26. Die Entscheidung – Das Zeichen und der Erfolg

Der entscheidende Schritt war getan – das Fahrzeug trieb in der reißenden Strömung rasch ab, der Insel und seinem sichern Verderben entgegen; die Bootsleute aber träumten ruhig fort und schienen alles das, was sie am vorigen Abend mit Besorgnis erfüllt hatte, vergessen zu haben. Selbst Mrs. Everett, durch die Aufregung der letzten Stunden ermüdet, lag in leichtem Schlummer auf ihrer für sie unter dem Zelt ausgebreiteten Decke.

Bill war jetzt aufgestanden und schlich nach vorn zu dem Gefährten, und als dieser seinen Schritt auf den schwankenden Brettern mehr fühlte als hörte, hob er den Kopf.

»Wir sind dicht an der Insel«, flüsterte Bill, als sie nebeneinanderstanden, »ich höre schon den Bruch des Wassers in den an der oberen Spitze hinein­geworfenen Wipfeln.«

»Das habe ich auch gehört«, erwiderte Blackfoot mit vorsichtig gedämpf­ter Stimme, »aber es kommt mir fast so vor, als ob es zu weit rechts wäre. Möglich könnte es doch sein, dass uns die Strömung etwas weiter hin­übergenommen hätte, als wir erwarteten. Am Ende ist es besser, du gehst ans Steuer und lenkst den Bug ein klein wenig rechts hinüber, vorbeifah­ren können wir an der rechten Seite auf keinen Fall.«

»Das geht nicht«, sagte Bill, »das Knarren des schweren Ruders würde die Schläfer oder doch auf jeden Fall den Alten wecken – pst, der Hund knurrt schon. Wenn ich nur die verdammte Bestie über Bord hätte.«

»Ich höre Geräusche von dort drüben!«, flüsterte Blackfoot hastig, »das muss, bei Gott, die Insel sein, und zwar rechts – Hölle und Teufel, wie weit uns der Strom hinübergetrieben hat. Wie wäre es denn, wenn wir die Mannschaft rasch an Deck und an die Finnen riefen. Die Burschen sind jetzt alle schlaftrunken und werden sich, wenn sie das zerrissene Tau sehen, aus Leibeskräften auf die Sandbank rudern.«

»Vielleicht«, sagte Bill zweifelnd, »und wenn wir das sicher wüssten, wäre der Plan vorzüglich. Wollen sie aber nicht, so haben wir verspielt. Nein, sobald wir noch eine Meile weiter unten sind, mag sie mein Schuss wecken, vorher aber schieben wir die schwere Kiste, die dicht an der Luke steht, über diese, und dass aus dieser nachher keiner der Eingesperrten herausklettert, soll meine Sorge sein. Du fertigst indessen rasch den Alten ab – dein Schuss mag zugleich unser Signal sein, und wir schlagen so, während du von seiner Büchse nicht das Geringste zu fürchten hast, zwei Fliegen mit einer Klappe.
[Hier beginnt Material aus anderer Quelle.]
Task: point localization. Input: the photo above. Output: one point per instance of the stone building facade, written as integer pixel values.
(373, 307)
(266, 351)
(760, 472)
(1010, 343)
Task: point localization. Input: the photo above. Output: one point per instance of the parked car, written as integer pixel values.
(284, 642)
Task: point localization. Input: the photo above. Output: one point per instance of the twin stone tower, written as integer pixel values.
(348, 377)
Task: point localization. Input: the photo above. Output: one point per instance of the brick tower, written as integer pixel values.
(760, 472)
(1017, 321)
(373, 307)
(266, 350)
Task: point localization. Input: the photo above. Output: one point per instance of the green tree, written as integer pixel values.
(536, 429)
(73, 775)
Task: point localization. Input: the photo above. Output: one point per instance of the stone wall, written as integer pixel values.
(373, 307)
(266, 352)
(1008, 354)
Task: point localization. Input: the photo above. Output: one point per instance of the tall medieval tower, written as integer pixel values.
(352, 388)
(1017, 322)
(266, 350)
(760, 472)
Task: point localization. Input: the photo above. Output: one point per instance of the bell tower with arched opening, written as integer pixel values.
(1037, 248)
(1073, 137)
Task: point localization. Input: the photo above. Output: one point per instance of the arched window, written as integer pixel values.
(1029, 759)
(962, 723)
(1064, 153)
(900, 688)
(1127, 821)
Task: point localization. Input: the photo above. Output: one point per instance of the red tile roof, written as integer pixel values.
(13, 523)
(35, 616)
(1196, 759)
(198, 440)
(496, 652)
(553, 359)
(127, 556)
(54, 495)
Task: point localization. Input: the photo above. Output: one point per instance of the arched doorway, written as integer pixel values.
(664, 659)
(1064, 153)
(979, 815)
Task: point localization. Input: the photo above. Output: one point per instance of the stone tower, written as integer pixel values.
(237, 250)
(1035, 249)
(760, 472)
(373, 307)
Wenn du nachher mit deinem Kolben das hier an Backbord angebrachte kleine Küchenfenster bewachst, damit uns von da aus keiner an Deck steigt, so haben wir die ganze Gesellschaft wie in einer Rattenfalle gefangen und können sie nachher einzeln, wie wir sie herauflassen, abfertigen. Die Burschen drüben werden doch aufpassen?«

»Ei gewiss!«, flüsterte Blackfoot. »Das Enterboot wird schon, nach deinem Brief, seit gestern Abend von sich ununterbrochen ablösenden Wachen be­setzt gehalten und stößt in dem Augenblick, da es den Schuss hört, von Land. Das zweite Boot folgt dann augenblicklich nach. Es schadet übri­gens nichts, wenn wir auch an der Insel vorbeitreiben. Sobald die Unseren an Bord kommen, legen wir uns in die Riemen und sind nachher mit leich­ter Mühe imstande, die Notröhre zu erreichen. Das wird Kelly ohne­dies lieber sein, als wenn wir das Boot gleich oben hätten aufrennen lassen.«

»Desto besser«, sagte Bill, »aber jetzt lass uns auch keine Zeit verlieren. Wir müssen schon ein hübsches Stück an der Insel hinuntergefahren sein. Wetter, die Kiste ist schwer, nimm dich in acht, dass sie nicht so scharrt.«

»Das wird es tun – so«, flüsterte Blackfoot, »die kleine Ecke …«

»Nein – wir dürfen kein Luftloch lassen – mehr hier zu dieser Seite«, fiel ihm rasch der Steuermann ins Wort, und beide stemmten eben wieder, alles andere um sich her vergessend, die Schultern gegen die schwere Kiste an.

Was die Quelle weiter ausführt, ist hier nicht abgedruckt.